Robinson lived in Tanzania for some time as a Ford Foundation fellow. When he returned to the United States he worked as a legal-aid lawyer in Boston and he also did community organizing. Two years after moving to Washington, DC,  Robinson founded TransAfrica there in 1977. “Among the organization’s initiatives were those urging the U.S. government to stand against apartheid in South Africa and to stop supporting African and Caribbean dictatorships,” Britannica reported.  In 2001 Robinson resigned his leadership position with TransAfrica to focus on other endeavors.

Political Ties

Robinson worked for U.S. Congressman Bill Clay in 1975 and as administrative assistant to Congressman Charles Diggs in 1976. 

In Exile

When Robinson left TransAfrica he decided to emigrate to St. Kitts. It was the country of his wife, who is a member of a prominent Kittitian family.

“Robinson’s self-imposed exile was caused by what he describes as his antipathy towards America’s domestic policies and foreign policy, both of which he believes exploit minorities and the poor,” Wikipedia reported.

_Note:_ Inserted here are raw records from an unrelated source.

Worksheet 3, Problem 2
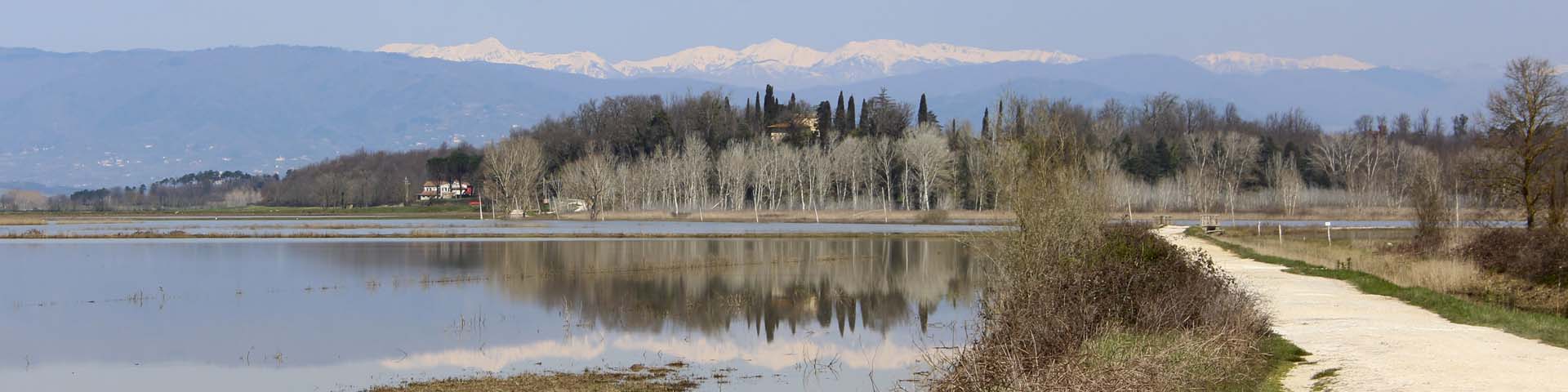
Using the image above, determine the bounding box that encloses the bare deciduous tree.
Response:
[481,136,544,215]
[898,124,953,210]
[1476,56,1568,229]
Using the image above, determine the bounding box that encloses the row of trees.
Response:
[27,58,1568,227]
[47,171,279,210]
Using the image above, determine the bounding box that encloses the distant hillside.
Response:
[0,46,716,185]
[0,182,78,196]
[0,46,1494,188]
[801,55,1493,126]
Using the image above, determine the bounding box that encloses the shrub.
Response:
[1461,229,1568,287]
[920,210,949,225]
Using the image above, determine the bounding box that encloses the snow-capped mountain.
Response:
[376,38,621,78]
[1192,51,1377,74]
[378,38,1084,85]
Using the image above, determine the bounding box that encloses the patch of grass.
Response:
[1187,229,1568,348]
[1312,367,1339,392]
[0,215,44,225]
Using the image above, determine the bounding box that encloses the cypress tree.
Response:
[980,108,996,143]
[991,99,1007,138]
[861,99,876,136]
[844,96,856,131]
[833,91,845,131]
[762,85,779,127]
[813,100,833,149]
[745,97,757,122]
[914,94,931,126]
[1013,100,1024,138]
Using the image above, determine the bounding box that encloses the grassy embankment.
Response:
[0,229,961,240]
[0,204,1011,225]
[929,137,1306,390]
[368,363,699,392]
[1187,227,1568,348]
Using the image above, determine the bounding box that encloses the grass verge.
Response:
[1187,227,1568,348]
[368,365,697,392]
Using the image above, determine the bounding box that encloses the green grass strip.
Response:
[1187,227,1568,348]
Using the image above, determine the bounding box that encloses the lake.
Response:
[0,237,985,390]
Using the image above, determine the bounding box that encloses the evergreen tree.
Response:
[861,99,876,136]
[980,108,996,143]
[991,99,1007,138]
[813,100,833,149]
[844,96,856,131]
[914,94,931,126]
[833,91,847,133]
[762,85,779,127]
[745,97,757,124]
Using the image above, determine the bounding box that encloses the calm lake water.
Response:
[0,218,997,235]
[0,238,983,390]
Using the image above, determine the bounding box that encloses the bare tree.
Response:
[1218,133,1263,215]
[871,138,898,221]
[559,147,617,220]
[480,136,544,212]
[1476,56,1568,229]
[898,122,953,210]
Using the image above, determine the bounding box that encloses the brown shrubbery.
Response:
[931,134,1270,390]
[1461,229,1568,287]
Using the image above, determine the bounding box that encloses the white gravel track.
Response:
[1159,227,1568,390]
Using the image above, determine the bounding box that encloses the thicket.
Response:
[1461,229,1568,288]
[931,135,1278,390]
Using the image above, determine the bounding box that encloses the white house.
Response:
[419,180,474,201]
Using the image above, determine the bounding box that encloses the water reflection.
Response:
[0,238,983,390]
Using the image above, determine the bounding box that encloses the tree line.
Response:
[18,58,1568,227]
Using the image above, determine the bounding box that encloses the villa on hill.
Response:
[419,180,475,201]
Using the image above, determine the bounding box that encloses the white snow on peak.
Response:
[1192,50,1377,74]
[823,39,1084,72]
[615,46,742,77]
[376,38,617,78]
[615,39,1084,75]
[740,38,826,68]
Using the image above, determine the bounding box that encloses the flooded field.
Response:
[0,235,983,390]
[0,218,996,235]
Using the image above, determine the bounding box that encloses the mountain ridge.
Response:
[376,38,1377,87]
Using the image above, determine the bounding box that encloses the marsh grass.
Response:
[1187,229,1568,348]
[0,215,47,225]
[927,136,1300,390]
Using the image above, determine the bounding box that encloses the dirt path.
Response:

Post exile, Robinson is currently serving as a Distinguished Scholar in Residence at the Pennsylvania State University Dickinson School of Law.

Robinson’s Writings

He wrote his memoir, “Defending the Spirit,” in 1998, in which he vividly discusses racism in America. He next published “The Debt,” which he uses to detail his belief that reparations should be made to African Americans. In 2002 he penned “The Reckoning: What Blacks Owe to Each Other,” in which he brings to task wealthy African Americans for not working together to end poverty and crime in Black communities. 

His book “Quitting America: The Departure of a Black Man from His Native Land,” published in 2004, talks about his decision to leave the United States permanently. It is about his new life on Saint Kitts. He later wrote a historical study of modern Haiti called “An Unbroken Agony: Haiti, from Revolution to the Kidnapping of a President,” in 2007. Other works included his novel “Makeda” (2011).

The Robinsons

Randall is the younger brother of the late ABC News anchorman Max Robinson. He also has an older sister, actress Jewel Robinson, and a younger sister, Pastor Jean Robinson. 

Global Activist

He organized sit-ins at the South African embassy in order to protest the Afrikaner government’s racial policy of discrimination against Black South Africans. He also went on a hunger strike as a way to pressure the United States government into restoring Jean-Bertrand Aristide to power after the short-lived coup by General Raoul Cédras. In another act, he dumped crates filled with bananas onto the steps of the United States Trade Representative in order to protest what he views as discriminatory trade policies aimed at Caribbean nations, such as protective tariffs and import quotas.

No, Thank You

In 2003 Robinson turned down an honorary degree from Georgetown University Law Center.

What America Owes to Blacks and What Blacks Owe to Each Other

In this work, Robinson wrote: “When I talk about reparations, I am not merely talking about restitution to the contemporary victims of American slavery for slavery and the century of the de jure discrimination that followed it. I am talking about the repair of our general society. I am talking about the resuscitation of compassion. I am talking about the essential notions of decency in a viable democratic society.”

The Debt

In “The Debt” he wrote: “Although the practice of slavery lay heavily athwart the new country for most of the depicted age, the frieze presents nothing at all from this long, scarring period. No Douglass. No Tubman. No slavery. No Blacks, period.”